Secondly, if you just want to encode those features you can pass the proper values to the n_values and categorical_features parameters.
Example:
I will assume dow is day of the week, which will have seven values, and precip will have (rain, sleet, snow, and mix) as values.
from sklearn.preprocessing import LabelEncoder, OneHotEncoder
df2 = df.copy()
le = LabelEncoder()
le.fit(['rain', 'sleet', 'snow', 'mix'])
df2.precip = le.transform(df2.precip)
df2
Temp precip dow tod
0 -20.44 3 4 14.500000
1 -22.69 3 4 15.216667
2 -21.52 3 4 17.316667
3 -21.52 3 4 17.733333
4 -20.51 3 4 18.150000
# Initialize OneHotEncoder with 4 values for precip and 7 for dow.
ohe = OneHotEncoder(n_values=np.array([4,7]), categorical_features=[1,2])
X = ohe.fit_transform(df2)
X.toarray()
array([[ 0. , 0. , 0. , 1. ,
0. , 0. , 0. , 0. ,
1. , 0. , 0. , -20.44 , 14.5 ],
[ 0. , 0. , 0. , 1. ,
0. , 0. , 0. , 0. ,
1. , 0. , 0. , -22.69 ,
15.21666667],
[ 0. , 0. , 0. , 1. ,
0. , 0. , 0. , 0. ,
1. , 0. , 0. , -21.52 ,
17.31666667],
[ 0. , 0. , 0. , 1. ,
0. , 0. , 0. , 0. ,
1. , 0. , 0. , -21.52 ,
17.73333333],
[ 0. , 0. , 0. , 1. ,
0. , 0. , 0. , 0. ,
1. , 0. , 0. , -20.51 , 18.15 ]])
Ok that works, but you have to either mutate your data in place or create a copy an things can get a little messy. A more organized way to do this would be to use a Pipeline.
from sklearn.preprocessing import FunctionTransformer
from sklearn.pipeline import FeatureUnion, Pipeline
def get_precip(X):
le = LabelEncoder()
le.fit(['rain', 'sleet', 'snow', 'mix'])
return le.transform(X.precip).reshape(-1,1)
def get_dow(X):
return X.dow.values.reshape(-1,1)
def get_rest(X):
return X.drop(['precip', 'dow'], axis=1)
precip_trans = FunctionTransformer(get_precip, validate=False)

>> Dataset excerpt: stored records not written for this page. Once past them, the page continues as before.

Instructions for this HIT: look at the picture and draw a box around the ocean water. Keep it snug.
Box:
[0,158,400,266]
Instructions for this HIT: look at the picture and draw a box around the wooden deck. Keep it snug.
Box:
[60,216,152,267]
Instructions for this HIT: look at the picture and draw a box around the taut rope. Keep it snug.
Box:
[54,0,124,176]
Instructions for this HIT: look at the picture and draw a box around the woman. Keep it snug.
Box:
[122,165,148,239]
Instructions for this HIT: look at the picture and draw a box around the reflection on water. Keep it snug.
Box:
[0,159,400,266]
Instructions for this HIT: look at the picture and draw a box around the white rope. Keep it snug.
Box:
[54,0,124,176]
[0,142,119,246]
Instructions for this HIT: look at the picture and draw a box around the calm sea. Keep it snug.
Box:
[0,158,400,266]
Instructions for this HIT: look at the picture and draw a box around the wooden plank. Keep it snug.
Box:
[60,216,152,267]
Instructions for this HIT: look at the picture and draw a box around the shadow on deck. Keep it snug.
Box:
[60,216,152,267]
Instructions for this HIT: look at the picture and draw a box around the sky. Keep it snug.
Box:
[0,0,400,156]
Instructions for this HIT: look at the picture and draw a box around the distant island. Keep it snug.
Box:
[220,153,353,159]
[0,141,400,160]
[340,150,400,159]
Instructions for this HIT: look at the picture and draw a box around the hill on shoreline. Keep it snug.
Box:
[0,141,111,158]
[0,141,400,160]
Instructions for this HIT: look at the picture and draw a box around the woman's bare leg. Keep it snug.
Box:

dow_trans = FunctionTransformer(get_dow, validate=False)
rest_trans = FunctionTransformer(get_rest, validate=False)
union = FeatureUnion([('precip', precip_trans), ('dow', dow_trans), ('rest', rest_trans)])

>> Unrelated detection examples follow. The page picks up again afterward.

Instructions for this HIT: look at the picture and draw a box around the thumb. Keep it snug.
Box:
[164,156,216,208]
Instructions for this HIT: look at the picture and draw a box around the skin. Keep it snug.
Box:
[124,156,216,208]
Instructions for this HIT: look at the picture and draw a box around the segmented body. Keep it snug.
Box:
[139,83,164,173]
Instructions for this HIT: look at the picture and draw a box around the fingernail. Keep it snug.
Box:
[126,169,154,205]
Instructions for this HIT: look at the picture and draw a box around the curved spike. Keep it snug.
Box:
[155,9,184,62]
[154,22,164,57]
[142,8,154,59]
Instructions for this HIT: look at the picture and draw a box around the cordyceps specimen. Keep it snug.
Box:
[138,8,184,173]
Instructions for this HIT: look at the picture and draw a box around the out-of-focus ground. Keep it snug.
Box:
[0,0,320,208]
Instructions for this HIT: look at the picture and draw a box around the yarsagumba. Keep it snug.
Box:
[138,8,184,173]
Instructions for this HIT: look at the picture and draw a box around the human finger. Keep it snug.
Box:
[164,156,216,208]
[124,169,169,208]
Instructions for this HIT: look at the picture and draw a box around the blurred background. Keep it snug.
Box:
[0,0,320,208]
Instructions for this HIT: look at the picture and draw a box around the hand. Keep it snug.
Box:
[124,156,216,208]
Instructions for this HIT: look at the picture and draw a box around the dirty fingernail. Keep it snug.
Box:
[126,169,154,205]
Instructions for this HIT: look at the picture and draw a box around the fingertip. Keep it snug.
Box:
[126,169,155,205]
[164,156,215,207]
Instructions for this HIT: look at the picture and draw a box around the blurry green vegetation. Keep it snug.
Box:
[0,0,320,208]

ohe = OneHotEncoder(n_values=[4,7], categorical_features=[0,1])
pipe = Pipeline([('union', union), ('one_hot', ohe)])
X = pipe.fit_transform(df)
X.toarray()
array([[ 0. , 0. , 0. , 1. ,
0. , 0. , 0. , 0. ,
1. , 0. , 0. , -20.44 , 14.5 ],
[ 0. , 0. , 0. , 1. ,
0. , 0. , 0. , 0. ,
1. , 0. , 0. , -22.69 ,
15.21666667],
[ 0. , 0. , 0. , 1. ,
0. , 0. , 0. , 0. ,
1. , 0. , 0. , -21.52 ,
17.31666667],
[ 0. , 0. , 0. , 1. ,
0. , 0. , 0. , 0. ,
1. , 0. , 0. , -21.52 ,
17.73333333],
[ 0. , 0. , 0. , 1. ,
0. , 0. , 0. , 0. ,
1. , 0. , 0. , -20.51 , 18.15 ]])
I do want to point out that in the upcoming release of sklearn v0.20 there will be a CategoricalEncoder which should make this kind of thing even easier.
I don't want to use pd.get_dummies because that won't put the data in
the proper format unless of each dow and precip are in the new data.
Assuming you want to encode but also maintain those two columns--are you sure this wouldn't work for you?
df = pd.DataFrame({
'temp': np.random.random(5) + 20.,
'precip': pd.Categorical(['snow', 'snow', 'rain', 'none', 'rain']),
'dow': pd.Categorical([4, 4, 4, 3, 1]),
'tod': np.random.random(5) + 10.
})
pd.concat((df[['dow', 'precip']],
pd.get_dummies(df, columns=['dow', 'precip'], drop_first=True)),
axis=1)
dow precip temp tod dow_3 dow_4 precip_rain precip_snow
0 4 snow 20.7019 10.4610 0 1 0 1
1 4 snow 20.0917 10.0174 0 1 0 1
2 4 rain 20.3978 10.5766 0 1 1 0
3 3 none 20.9804 10.0770 1 0 0 0
4 1 rain 20.3121 10.3584 0 0 1 0
In the case where you'll be interacting with new data that includes categories that df hasn't "seen," you can use
df['col'] = df['col'].cat.add_categories(...)
Where you pass a list of the set difference. This adds to the list of "recognized" categories for the resulting pd.Categorical object.